NovelToon NovelToon
Dijodohin Dengan Kepala Desa

Dijodohin Dengan Kepala Desa

Status: sedang berlangsung
Genre:Romantis / Perjodohan / Cintamanis / Dijodohkan Orang Tua
Popularitas:2.6k
Nilai: 5
Nama Author: komurolaa

Ketika Olivia, gadis kota yang glamor dan jauh dari agama, dipaksa menikah dengan Maalik—kepala desa yang taat, dunia mereka berbenturan. Tapi di balik tradisi, ladang, dan perbedaan, cinta mulai tumbuh… pelan-pelan, namun tak terbendung.

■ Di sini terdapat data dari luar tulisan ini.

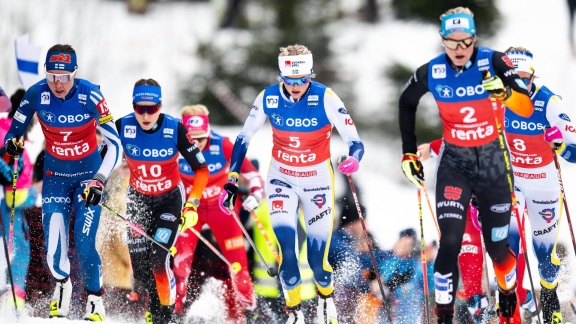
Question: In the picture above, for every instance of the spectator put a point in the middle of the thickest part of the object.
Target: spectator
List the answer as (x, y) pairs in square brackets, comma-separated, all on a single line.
[(402, 273)]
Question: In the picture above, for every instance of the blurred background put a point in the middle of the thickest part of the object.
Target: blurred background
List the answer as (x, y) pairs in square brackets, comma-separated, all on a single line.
[(222, 53)]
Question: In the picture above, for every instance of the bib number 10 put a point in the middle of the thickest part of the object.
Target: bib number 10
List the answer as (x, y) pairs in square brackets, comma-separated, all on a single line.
[(155, 170)]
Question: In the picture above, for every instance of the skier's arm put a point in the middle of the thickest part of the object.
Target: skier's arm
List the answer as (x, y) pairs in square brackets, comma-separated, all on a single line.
[(255, 120), (339, 117), (194, 157), (415, 88), (108, 131), (518, 100), (556, 116)]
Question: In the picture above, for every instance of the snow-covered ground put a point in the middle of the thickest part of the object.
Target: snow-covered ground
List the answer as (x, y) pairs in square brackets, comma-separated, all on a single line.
[(116, 48)]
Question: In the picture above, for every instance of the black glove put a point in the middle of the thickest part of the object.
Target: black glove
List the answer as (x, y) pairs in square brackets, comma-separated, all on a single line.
[(413, 169), (398, 279), (93, 192), (229, 192), (14, 146)]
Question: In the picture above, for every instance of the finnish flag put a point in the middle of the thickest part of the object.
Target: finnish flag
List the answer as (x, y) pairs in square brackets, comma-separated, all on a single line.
[(27, 59)]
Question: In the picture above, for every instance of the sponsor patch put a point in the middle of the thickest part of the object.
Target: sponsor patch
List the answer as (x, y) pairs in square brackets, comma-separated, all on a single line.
[(168, 217), (19, 117), (105, 119), (130, 131), (272, 101), (439, 71), (162, 235)]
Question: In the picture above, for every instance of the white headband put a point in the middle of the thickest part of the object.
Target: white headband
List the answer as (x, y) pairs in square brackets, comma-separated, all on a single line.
[(522, 61), (295, 65)]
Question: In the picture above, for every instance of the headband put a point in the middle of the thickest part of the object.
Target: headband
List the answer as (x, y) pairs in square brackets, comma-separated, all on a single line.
[(457, 22), (295, 65), (63, 61), (197, 123), (523, 61), (147, 93)]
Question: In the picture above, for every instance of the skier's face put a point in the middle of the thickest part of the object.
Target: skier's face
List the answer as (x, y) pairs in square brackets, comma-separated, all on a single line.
[(300, 84), (459, 47), (60, 82), (147, 114)]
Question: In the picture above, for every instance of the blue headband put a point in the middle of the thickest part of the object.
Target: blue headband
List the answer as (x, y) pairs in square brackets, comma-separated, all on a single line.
[(147, 93), (63, 61), (457, 22)]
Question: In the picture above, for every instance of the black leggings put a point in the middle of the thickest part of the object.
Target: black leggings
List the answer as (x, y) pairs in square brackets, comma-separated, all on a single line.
[(461, 173), (159, 217)]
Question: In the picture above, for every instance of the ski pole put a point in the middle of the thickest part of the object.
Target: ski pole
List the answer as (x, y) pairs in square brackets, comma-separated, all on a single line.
[(370, 247), (236, 267), (423, 256), (140, 231), (512, 192), (7, 254), (265, 236), (431, 209), (559, 172), (13, 209), (272, 272)]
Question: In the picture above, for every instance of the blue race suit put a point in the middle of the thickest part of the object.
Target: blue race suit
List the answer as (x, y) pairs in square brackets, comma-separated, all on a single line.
[(72, 160)]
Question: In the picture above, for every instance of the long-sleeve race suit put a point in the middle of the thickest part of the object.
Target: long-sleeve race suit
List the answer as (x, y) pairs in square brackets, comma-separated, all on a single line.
[(535, 176), (217, 152), (72, 159), (472, 160), (155, 199), (300, 171)]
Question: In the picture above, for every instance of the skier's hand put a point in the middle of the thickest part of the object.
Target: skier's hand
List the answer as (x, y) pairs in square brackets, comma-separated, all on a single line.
[(554, 137), (413, 169), (93, 192), (398, 279), (228, 195), (495, 87), (424, 151), (348, 165), (14, 146), (189, 216)]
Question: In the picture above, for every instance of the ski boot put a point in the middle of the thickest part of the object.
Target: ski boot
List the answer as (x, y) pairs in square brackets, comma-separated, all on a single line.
[(94, 309), (326, 310), (508, 307), (295, 315), (60, 302), (550, 305), (477, 306), (445, 314)]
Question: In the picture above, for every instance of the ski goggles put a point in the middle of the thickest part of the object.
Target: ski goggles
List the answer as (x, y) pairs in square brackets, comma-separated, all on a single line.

Karya ini diterbitkan atas izin NovelToon komurolaa, isi konten hanyalah pandangan pribadi pembuatnya, tidak mewakili NovelToon sendiri

[ BAB 16 ] Dalam Gendongan Kesabaran

“Nyokap lo nyebelin…” gumam Olivia ketika baru saja melangkah masuk ke rumah, lalu langsung melemparkan tas kecilnya ke sofa.

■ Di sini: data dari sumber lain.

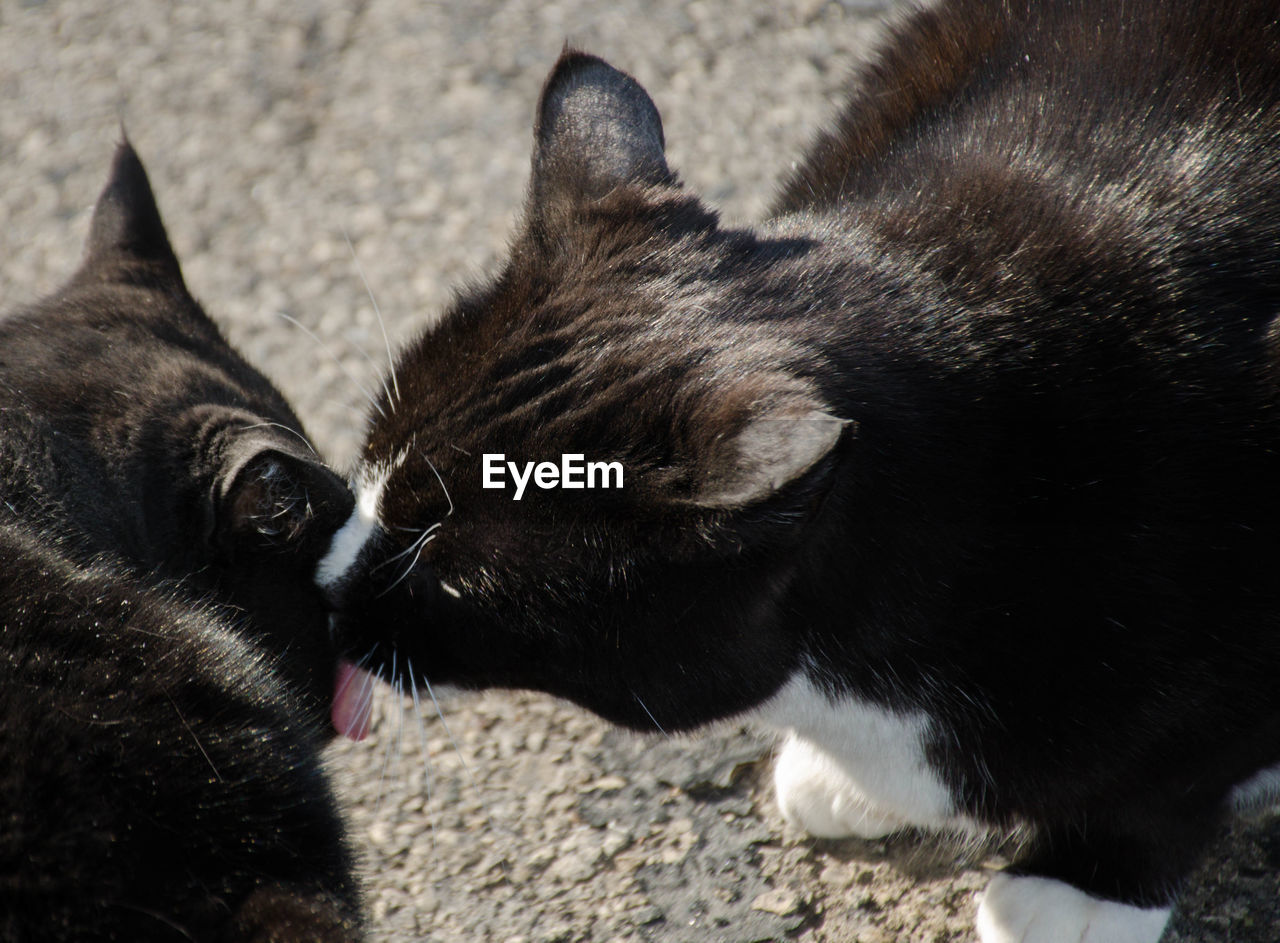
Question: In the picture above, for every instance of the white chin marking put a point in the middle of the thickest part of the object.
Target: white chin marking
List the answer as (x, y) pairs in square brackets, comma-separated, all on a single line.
[(351, 538), (1041, 910)]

Sejak dari sawah tadi, sepanjang perjalanan pulang Olivia hanya diam. Bukan karena tak ingin bicara, melainkan karena Maalik tak henti-hentinya sibuk membalas sapaan warga. Begitu sampai di rumah barulah ia bisa melontarkan unek-uneknya.

Maalik menutup pintu perlahan, lalu menoleh pada istrinya. “Iya, saya minta maaf atas nama ibu saya,” ucapnya lembut. Suaranya tenang, sama sekali tidak tersinggung meski Olivia begitu blak-blakan.

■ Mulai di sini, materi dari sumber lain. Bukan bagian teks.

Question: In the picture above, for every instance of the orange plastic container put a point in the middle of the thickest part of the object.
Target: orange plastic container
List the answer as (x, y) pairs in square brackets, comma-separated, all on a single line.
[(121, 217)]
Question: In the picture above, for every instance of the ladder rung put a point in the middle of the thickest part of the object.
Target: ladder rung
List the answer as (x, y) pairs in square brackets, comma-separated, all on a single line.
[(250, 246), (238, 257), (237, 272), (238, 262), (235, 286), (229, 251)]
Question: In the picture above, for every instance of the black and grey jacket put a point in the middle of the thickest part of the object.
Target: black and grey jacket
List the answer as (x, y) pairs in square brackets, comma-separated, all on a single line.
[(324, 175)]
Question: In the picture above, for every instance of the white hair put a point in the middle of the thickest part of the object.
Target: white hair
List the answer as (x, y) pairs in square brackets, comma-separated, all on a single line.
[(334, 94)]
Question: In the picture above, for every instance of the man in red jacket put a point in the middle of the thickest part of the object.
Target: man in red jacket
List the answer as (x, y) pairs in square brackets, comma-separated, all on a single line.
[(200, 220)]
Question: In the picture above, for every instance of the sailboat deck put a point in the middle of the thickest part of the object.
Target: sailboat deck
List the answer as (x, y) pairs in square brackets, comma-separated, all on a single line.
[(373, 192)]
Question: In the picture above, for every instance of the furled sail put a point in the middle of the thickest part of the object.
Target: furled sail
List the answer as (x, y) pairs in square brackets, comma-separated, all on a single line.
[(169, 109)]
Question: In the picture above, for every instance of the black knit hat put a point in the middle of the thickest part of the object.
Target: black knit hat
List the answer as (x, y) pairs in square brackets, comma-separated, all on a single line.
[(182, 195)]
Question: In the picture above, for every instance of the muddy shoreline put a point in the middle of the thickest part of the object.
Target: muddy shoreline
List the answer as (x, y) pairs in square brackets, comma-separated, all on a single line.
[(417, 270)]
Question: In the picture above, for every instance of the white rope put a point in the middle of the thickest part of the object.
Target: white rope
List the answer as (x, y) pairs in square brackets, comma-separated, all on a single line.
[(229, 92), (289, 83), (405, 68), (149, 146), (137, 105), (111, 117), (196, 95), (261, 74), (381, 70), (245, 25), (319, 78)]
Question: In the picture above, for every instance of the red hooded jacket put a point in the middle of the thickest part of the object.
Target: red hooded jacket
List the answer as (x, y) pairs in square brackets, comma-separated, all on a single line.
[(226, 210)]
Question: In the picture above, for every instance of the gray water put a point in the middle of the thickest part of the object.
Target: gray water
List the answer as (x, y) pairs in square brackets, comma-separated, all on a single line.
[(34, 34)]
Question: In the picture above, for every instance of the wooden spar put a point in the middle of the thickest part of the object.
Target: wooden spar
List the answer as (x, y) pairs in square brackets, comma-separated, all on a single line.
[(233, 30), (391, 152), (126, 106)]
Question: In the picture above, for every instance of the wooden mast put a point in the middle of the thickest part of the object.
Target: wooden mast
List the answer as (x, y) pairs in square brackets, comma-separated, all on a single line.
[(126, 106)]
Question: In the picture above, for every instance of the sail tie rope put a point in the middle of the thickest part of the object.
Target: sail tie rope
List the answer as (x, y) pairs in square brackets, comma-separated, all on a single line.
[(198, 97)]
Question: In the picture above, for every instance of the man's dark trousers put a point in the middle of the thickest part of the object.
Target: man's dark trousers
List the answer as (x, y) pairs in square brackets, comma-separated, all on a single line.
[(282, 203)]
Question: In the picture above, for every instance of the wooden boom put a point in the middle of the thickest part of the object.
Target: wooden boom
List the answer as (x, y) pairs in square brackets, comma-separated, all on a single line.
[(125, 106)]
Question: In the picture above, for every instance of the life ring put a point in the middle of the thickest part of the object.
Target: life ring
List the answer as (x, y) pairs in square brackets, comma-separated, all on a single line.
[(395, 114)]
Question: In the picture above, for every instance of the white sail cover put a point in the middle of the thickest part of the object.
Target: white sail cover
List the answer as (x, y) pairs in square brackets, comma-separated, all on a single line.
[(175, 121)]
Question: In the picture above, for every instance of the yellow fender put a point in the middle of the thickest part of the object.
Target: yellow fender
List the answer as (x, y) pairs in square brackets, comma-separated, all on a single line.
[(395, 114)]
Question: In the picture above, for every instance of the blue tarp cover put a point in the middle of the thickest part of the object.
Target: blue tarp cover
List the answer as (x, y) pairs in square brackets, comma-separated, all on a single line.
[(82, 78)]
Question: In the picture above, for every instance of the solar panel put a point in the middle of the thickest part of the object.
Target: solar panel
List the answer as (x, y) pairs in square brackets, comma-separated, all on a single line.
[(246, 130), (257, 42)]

Ia tahu betul ibunya belum sepenuhnya menerima Olivia. Tapi bagi Maalik, itu bukan alasan untuk membiarkan istrinya merasa sendirian. Ia berjanji akan selalu berdiri di sisinya, apa pun yang terjadi.

Olivia menjatuhkan tubuhnya ke sofa dengan kasar. Kaki jenjangnya dilipat ke atas, sementara wajahnya tetap cemberut. Maalik mendekat, lalu ikut duduk di samping istrinya. “Mau makan siang?” tawarnya penuh kesabaran.

“Nggak.” Olivia menjawab ketus, pandangannya lurus ke depan.

“Kenapa? Ini sudah hampir jam dua belas. Saya siapkan dulu, sebelum jamaah ke masjid.” Suaranya tetap hangat, tidak memaksa.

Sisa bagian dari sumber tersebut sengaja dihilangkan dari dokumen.